Part of a mediator’s role is to help the parties critically evaluate their options.  Although there are many techniques for allowing parties to critically evaluate their situation and position, three of the simplest methods only require a person to know the 3 W’s.  Why, What if, and What Else?  These three questions can help mediators, attorneys and business executives in identifying and arriving at alternative solutions.

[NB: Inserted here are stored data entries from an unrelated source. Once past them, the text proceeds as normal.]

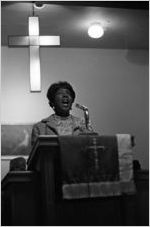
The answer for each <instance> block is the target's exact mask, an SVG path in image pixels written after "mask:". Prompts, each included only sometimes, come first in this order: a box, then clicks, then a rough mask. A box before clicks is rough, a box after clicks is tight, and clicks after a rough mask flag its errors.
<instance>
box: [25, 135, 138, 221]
mask: <svg viewBox="0 0 150 227" xmlns="http://www.w3.org/2000/svg"><path fill="white" fill-rule="evenodd" d="M95 138H96V139H95ZM121 139H122V138H121ZM114 140H116V141H117V139H116V137H112V136H88V135H87V136H73V137H72V136H60V137H57V136H40V137H39V138H38V140H37V142H36V143H35V144H34V147H33V149H32V152H31V154H30V157H29V159H28V170H32V171H36V172H38V173H39V181H40V186H41V195H40V196H41V198H42V199H41V212H42V213H41V214H42V224H43V225H123V224H125V222H128V221H127V220H130V221H129V223H130V224H134V221H135V203H134V200H135V188H134V183H133V179H132V177H133V176H132V166H129V164H131V165H132V163H127V165H128V168H130V171H129V170H128V169H126V170H127V177H128V176H129V177H130V178H131V179H130V180H131V182H121V183H120V181H119V179H120V178H121V177H122V176H123V177H124V175H126V173H125V172H121V171H120V172H119V169H120V167H119V155H118V143H116V144H115V143H114ZM62 141H63V142H62ZM89 141H90V142H89ZM98 141H100V143H99V142H98ZM61 142H62V145H61ZM68 144H70V145H68ZM129 145H130V144H129ZM105 148H106V149H105ZM129 148H130V149H131V147H129ZM123 151H124V147H123ZM114 153H115V154H114ZM129 153H130V154H129V155H131V151H130V152H129ZM85 154H86V155H85ZM87 154H88V158H87ZM123 155H125V154H123ZM125 158H126V157H125ZM120 159H121V158H120ZM89 160H90V161H89ZM115 160H116V161H115ZM121 161H122V160H121ZM121 161H120V162H121ZM98 162H99V163H98ZM130 162H132V161H131V158H130ZM87 163H88V165H87ZM98 165H99V167H98ZM90 166H92V167H90ZM122 168H123V167H122ZM89 169H90V171H89ZM124 171H125V169H124ZM82 173H84V174H82ZM98 173H100V174H98ZM121 174H122V176H121ZM81 175H82V176H81ZM119 175H120V176H119ZM102 176H103V178H102ZM130 180H129V181H130ZM108 181H109V184H108ZM125 181H128V180H127V179H125ZM68 182H69V183H68ZM126 183H127V184H126ZM124 184H126V186H125V187H124ZM122 188H123V189H124V190H125V191H121V190H122ZM127 189H129V193H127V191H128V190H127ZM122 195H124V196H122ZM125 198H126V199H125ZM125 201H126V202H127V201H128V203H130V206H131V208H132V209H130V213H128V212H127V210H128V208H127V207H126V208H125ZM127 213H128V218H127V217H126V215H127ZM108 217H109V218H108Z"/></svg>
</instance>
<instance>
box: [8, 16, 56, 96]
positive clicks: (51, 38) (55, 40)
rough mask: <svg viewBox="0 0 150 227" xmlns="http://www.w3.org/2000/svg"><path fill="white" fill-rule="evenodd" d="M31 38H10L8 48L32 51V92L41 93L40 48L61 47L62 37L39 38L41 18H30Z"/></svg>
mask: <svg viewBox="0 0 150 227" xmlns="http://www.w3.org/2000/svg"><path fill="white" fill-rule="evenodd" d="M28 23H29V36H9V39H8V46H10V47H26V46H28V47H29V50H30V90H31V91H35V92H37V91H41V75H40V54H39V47H40V46H58V45H60V36H39V18H38V17H29V21H28Z"/></svg>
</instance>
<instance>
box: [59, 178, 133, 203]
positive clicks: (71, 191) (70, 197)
mask: <svg viewBox="0 0 150 227" xmlns="http://www.w3.org/2000/svg"><path fill="white" fill-rule="evenodd" d="M134 193H135V185H134V182H133V181H131V182H98V183H97V182H92V183H89V184H88V183H79V184H64V185H63V198H64V199H82V198H95V197H108V196H120V195H122V194H134Z"/></svg>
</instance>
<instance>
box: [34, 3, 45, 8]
mask: <svg viewBox="0 0 150 227" xmlns="http://www.w3.org/2000/svg"><path fill="white" fill-rule="evenodd" d="M44 7H45V4H43V3H42V2H35V3H34V8H36V9H43V8H44Z"/></svg>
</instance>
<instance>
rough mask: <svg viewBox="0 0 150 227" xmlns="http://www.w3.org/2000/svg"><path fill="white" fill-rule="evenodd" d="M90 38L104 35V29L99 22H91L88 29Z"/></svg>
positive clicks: (95, 38)
mask: <svg viewBox="0 0 150 227" xmlns="http://www.w3.org/2000/svg"><path fill="white" fill-rule="evenodd" d="M88 35H89V36H90V37H91V38H94V39H98V38H100V37H102V36H103V35H104V29H103V27H102V26H101V24H100V23H93V24H92V25H91V26H90V27H89V29H88Z"/></svg>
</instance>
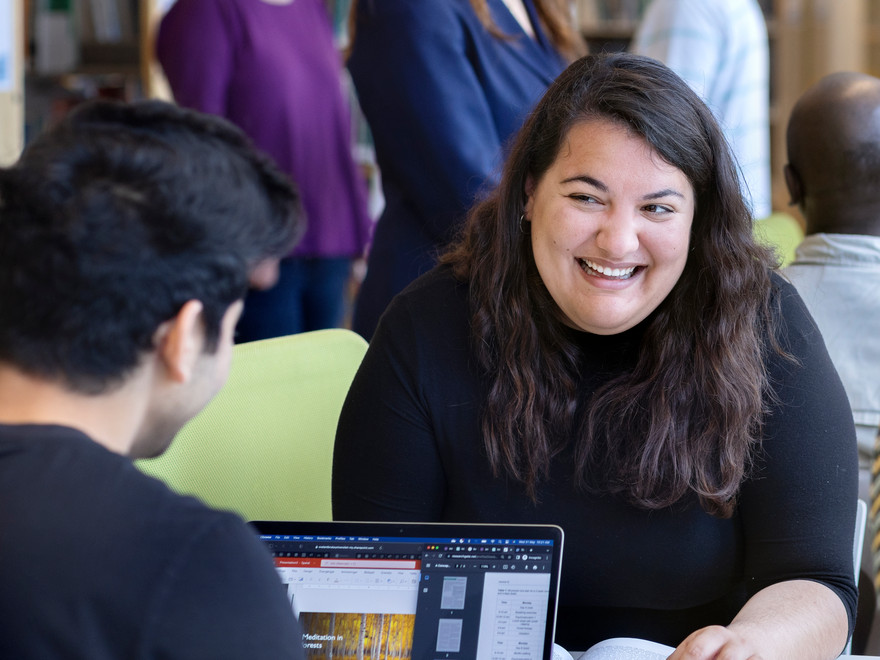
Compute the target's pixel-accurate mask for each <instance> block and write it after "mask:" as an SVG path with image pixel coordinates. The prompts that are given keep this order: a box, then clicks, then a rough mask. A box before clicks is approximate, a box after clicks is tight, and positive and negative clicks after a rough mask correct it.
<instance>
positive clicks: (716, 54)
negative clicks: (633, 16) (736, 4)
mask: <svg viewBox="0 0 880 660" xmlns="http://www.w3.org/2000/svg"><path fill="white" fill-rule="evenodd" d="M712 4H713V3H712V2H706V0H653V1H652V2H651V4H650V5H649V6H648V9H647V10H646V12H645V16H644V18H643V20H642V21H641V23H640V24H639V29H638V30H637V31H636V34H635V36H634V37H633V43H632V46H631V48H630V50H631V51H632V52H634V53H638V54H639V55H646V56H648V57H652V58H654V59H655V60H660V61H661V62H663V63H664V64H666V66H668V67H669V68H670V69H672V70H673V71H675V72H676V73H677V74H678V75H679V76H680V77H681V78H683V79H684V81H685V82H687V83H688V85H689V86H690V88H691V89H693V90H694V91H695V92H696V93H697V94H698V95H699V96H700V98H702V99H711V98H712V96H711V93H710V92H711V89H710V85H711V84H712V81H713V80H715V79H716V77H717V72H718V69H719V67H720V66H721V53H722V47H723V46H722V38H723V33H724V27H725V26H724V25H723V16H720V15H719V14H718V13H717V10H713V8H712ZM719 21H721V23H722V24H719Z"/></svg>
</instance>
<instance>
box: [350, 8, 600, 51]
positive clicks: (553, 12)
mask: <svg viewBox="0 0 880 660" xmlns="http://www.w3.org/2000/svg"><path fill="white" fill-rule="evenodd" d="M360 1H363V2H374V1H375V0H352V2H351V8H350V9H349V14H348V37H349V46H348V50H349V52H351V45H352V44H353V43H354V39H355V35H356V33H357V6H358V4H359V2H360ZM418 1H419V0H412V2H418ZM532 1H533V2H534V4H535V11H536V12H537V14H538V18H540V19H541V25H542V27H543V28H544V30H545V32H546V34H547V38H548V39H549V40H550V43H552V44H553V46H554V47H555V48H556V50H557V51H559V52H560V53H561V54H562V56H563V57H565V58H567V59H568V60H572V59H574V58H575V57H578V56H580V55H583V54H584V53H585V52H586V50H587V49H586V44H585V43H584V40H583V38H582V37H581V36H580V34H579V33H578V31H577V30H576V29H575V26H574V22H573V21H572V20H571V17H572V10H571V4H572V3H571V0H532ZM469 2H470V5H471V8H472V9H473V10H474V13H475V14H476V15H477V18H479V19H480V23H482V24H483V27H485V28H486V29H487V30H488V31H489V32H490V33H492V34H493V35H494V36H496V37H498V38H499V39H504V38H507V35H505V34H504V33H502V32H501V30H499V29H498V26H497V25H495V22H494V21H493V20H492V15H491V13H490V11H489V4H488V2H487V0H469Z"/></svg>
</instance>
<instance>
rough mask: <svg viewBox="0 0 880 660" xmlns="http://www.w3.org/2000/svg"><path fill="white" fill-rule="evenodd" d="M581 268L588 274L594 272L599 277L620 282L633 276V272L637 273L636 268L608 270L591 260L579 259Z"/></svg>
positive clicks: (613, 269) (619, 268)
mask: <svg viewBox="0 0 880 660" xmlns="http://www.w3.org/2000/svg"><path fill="white" fill-rule="evenodd" d="M578 261H580V264H581V267H583V268H584V270H585V271H587V272H588V273H589V272H590V271H593V272H594V273H598V274H599V275H604V276H605V277H613V278H616V279H619V280H625V279H627V278H629V277H631V276H632V274H633V271H635V269H636V267H635V266H630V267H629V268H606V267H605V266H600V265H599V264H595V263H593V262H592V261H590V260H589V259H579V260H578Z"/></svg>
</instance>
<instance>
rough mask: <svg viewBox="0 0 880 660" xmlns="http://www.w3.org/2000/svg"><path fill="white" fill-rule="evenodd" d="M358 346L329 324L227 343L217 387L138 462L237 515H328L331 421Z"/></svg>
mask: <svg viewBox="0 0 880 660" xmlns="http://www.w3.org/2000/svg"><path fill="white" fill-rule="evenodd" d="M366 348H367V343H366V342H365V341H364V340H363V339H362V338H361V337H360V336H359V335H357V334H355V333H353V332H351V331H349V330H338V329H334V330H318V331H315V332H306V333H302V334H296V335H290V336H287V337H278V338H275V339H266V340H262V341H255V342H250V343H245V344H238V345H236V346H235V347H234V349H233V358H232V366H231V369H230V373H229V380H228V382H227V383H226V385H225V387H224V388H223V390H221V391H220V393H219V394H218V395H217V396H216V397H215V398H214V399H213V400H212V401H211V402H210V403H209V404H208V406H206V407H205V409H204V410H203V411H202V412H201V413H199V415H197V416H196V417H195V418H193V419H192V420H191V421H190V422H189V423H188V424H187V425H186V426H184V427H183V429H181V431H180V433H178V435H177V437H176V438H175V439H174V442H173V443H172V445H171V447H170V448H169V449H168V451H167V452H165V453H164V454H163V455H162V456H160V457H158V458H153V459H144V460H140V461H137V465H138V467H139V468H140V469H141V470H143V471H144V472H145V473H146V474H149V475H152V476H154V477H157V478H159V479H162V480H163V481H165V482H166V483H167V484H168V485H169V486H170V487H171V488H173V489H174V490H176V491H178V492H180V493H184V494H189V495H195V496H196V497H198V498H200V499H201V500H202V501H203V502H205V503H206V504H207V505H209V506H212V507H215V508H220V509H228V510H232V511H235V512H236V513H238V514H240V515H241V516H242V517H243V518H245V519H246V520H330V519H331V518H332V512H331V506H330V475H331V468H332V460H333V442H334V439H335V435H336V424H337V421H338V419H339V412H340V410H341V409H342V402H343V401H344V399H345V395H346V393H347V392H348V388H349V385H350V384H351V381H352V379H353V378H354V374H355V372H356V371H357V368H358V366H359V365H360V363H361V359H362V358H363V356H364V353H365V351H366Z"/></svg>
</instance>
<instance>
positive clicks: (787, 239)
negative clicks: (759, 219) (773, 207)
mask: <svg viewBox="0 0 880 660" xmlns="http://www.w3.org/2000/svg"><path fill="white" fill-rule="evenodd" d="M754 229H755V238H757V239H758V240H759V241H760V242H762V243H763V244H765V245H769V246H770V247H772V248H774V249H775V250H776V253H777V254H778V255H779V257H780V259H781V261H782V266H787V265H788V264H790V263H791V262H792V260H793V259H794V249H795V248H796V247H797V246H798V245H800V242H801V241H802V240H804V230H803V227H801V225H800V223H799V222H798V221H797V219H795V217H794V216H793V215H791V214H789V213H783V212H776V213H772V214H770V215H769V216H767V217H766V218H762V219H761V220H756V221H755V224H754Z"/></svg>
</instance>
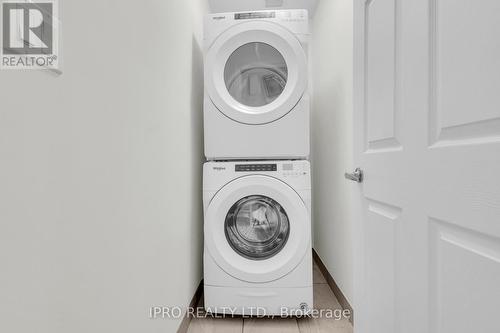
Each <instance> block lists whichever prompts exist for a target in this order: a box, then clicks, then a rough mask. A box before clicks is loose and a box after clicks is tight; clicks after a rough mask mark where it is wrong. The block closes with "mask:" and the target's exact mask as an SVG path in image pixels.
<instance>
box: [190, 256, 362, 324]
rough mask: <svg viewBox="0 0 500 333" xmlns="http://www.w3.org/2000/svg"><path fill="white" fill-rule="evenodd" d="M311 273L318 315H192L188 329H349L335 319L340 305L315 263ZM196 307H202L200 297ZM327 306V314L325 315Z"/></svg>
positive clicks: (314, 298) (316, 307)
mask: <svg viewBox="0 0 500 333" xmlns="http://www.w3.org/2000/svg"><path fill="white" fill-rule="evenodd" d="M313 277H314V280H313V281H314V308H315V309H316V310H319V311H321V310H323V312H322V315H323V316H322V317H321V318H298V319H295V318H274V319H271V318H244V319H243V318H210V317H209V318H195V319H193V320H192V321H191V323H190V325H189V329H188V333H242V332H243V333H352V332H353V327H352V324H351V323H350V322H349V320H348V319H346V318H341V319H335V317H336V318H339V317H340V314H341V313H340V311H341V310H342V307H341V306H340V304H339V302H338V301H337V298H336V297H335V294H334V293H333V292H332V290H331V289H330V287H329V286H328V284H327V282H326V279H325V278H324V276H323V274H321V271H320V270H319V267H318V266H317V265H316V264H314V266H313ZM198 307H203V297H201V299H200V302H199V303H198ZM329 310H331V312H329V316H330V317H328V316H327V315H326V311H329ZM334 311H335V312H334Z"/></svg>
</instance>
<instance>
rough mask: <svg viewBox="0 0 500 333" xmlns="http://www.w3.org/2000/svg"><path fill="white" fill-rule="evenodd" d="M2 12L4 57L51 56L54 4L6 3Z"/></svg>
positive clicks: (53, 39)
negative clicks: (2, 22) (20, 56)
mask: <svg viewBox="0 0 500 333" xmlns="http://www.w3.org/2000/svg"><path fill="white" fill-rule="evenodd" d="M2 9H3V10H2V12H3V18H2V21H3V54H4V55H8V54H11V55H22V54H25V55H28V54H43V55H49V54H52V52H53V40H54V31H53V30H54V29H53V26H54V24H53V3H52V2H4V3H3V8H2Z"/></svg>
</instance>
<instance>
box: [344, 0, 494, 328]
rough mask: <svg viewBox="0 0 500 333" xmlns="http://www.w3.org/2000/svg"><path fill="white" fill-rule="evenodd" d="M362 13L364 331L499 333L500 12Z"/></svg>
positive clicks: (406, 8) (358, 14) (361, 89)
mask: <svg viewBox="0 0 500 333" xmlns="http://www.w3.org/2000/svg"><path fill="white" fill-rule="evenodd" d="M354 6H355V8H354V13H355V14H354V15H355V23H354V29H355V32H354V38H355V40H354V45H355V52H354V54H355V69H354V70H355V74H354V76H355V77H354V79H355V101H354V103H355V111H354V113H355V115H354V120H355V161H356V166H359V167H361V169H362V170H363V171H364V181H363V182H362V183H359V184H358V185H357V188H358V191H356V197H355V205H356V214H357V218H356V221H355V223H356V225H355V235H356V244H355V261H356V262H355V296H354V297H355V300H354V302H355V314H356V317H355V332H356V333H365V332H366V333H390V332H397V333H399V332H405V333H409V332H415V333H423V332H432V333H437V332H439V333H461V332H464V333H465V332H482V333H490V332H500V319H499V318H498V314H499V313H500V312H499V311H500V177H499V172H500V19H499V17H500V1H498V0H458V1H457V0H426V1H424V0H422V1H415V0H401V1H397V0H368V1H367V0H356V1H355V2H354ZM353 186H356V185H355V184H354V183H353Z"/></svg>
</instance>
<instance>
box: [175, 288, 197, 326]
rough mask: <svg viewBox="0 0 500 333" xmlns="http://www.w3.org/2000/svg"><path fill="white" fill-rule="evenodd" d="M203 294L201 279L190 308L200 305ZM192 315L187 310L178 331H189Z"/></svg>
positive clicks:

According to Jeremy Kourdi in Business Strategy: A Guide to Taking Your Business Forward, by asking, “Why?”, “What Else?,” and “What if?”, it’s useful to:

  • Challenge the thinking of others, even when they appear to be on firm ground.
  • Identify and challenge the assumptions or rationale that underpin decisions.
  • Get people to pinpoint the exact reasons for their views.
  • Challenge and provoke — look for radical change.
  • Play devil’s advocate and go for the opposite of current practice.
  • Avoid acceptance of the status quo.

As a mediator, all three of these questions can assist the parties to understand their issues.  Why are you so convinced that you are going to win?  What else is the other side going to do?  What if you lose?  Used throughout the mediation, these questions can help the parties to understand the consequences of their decisions.  Often, the question about “what if you lose?” can invoke some major emotional blocks.  Many times, people might answer back, “I won’t lose.”  Helping them to understand that there is a possibility, even if it is remote, that they can lose, can help that party start to evaluate the risks and consequences of their decision now.

It is important to note that sometimes “why” might make a person defensive.  If you sense that the person may be defensive, you might try asking “what are the reasons….”  It has essentially the same meaning as “why” without the connotation of negativity that may come with why.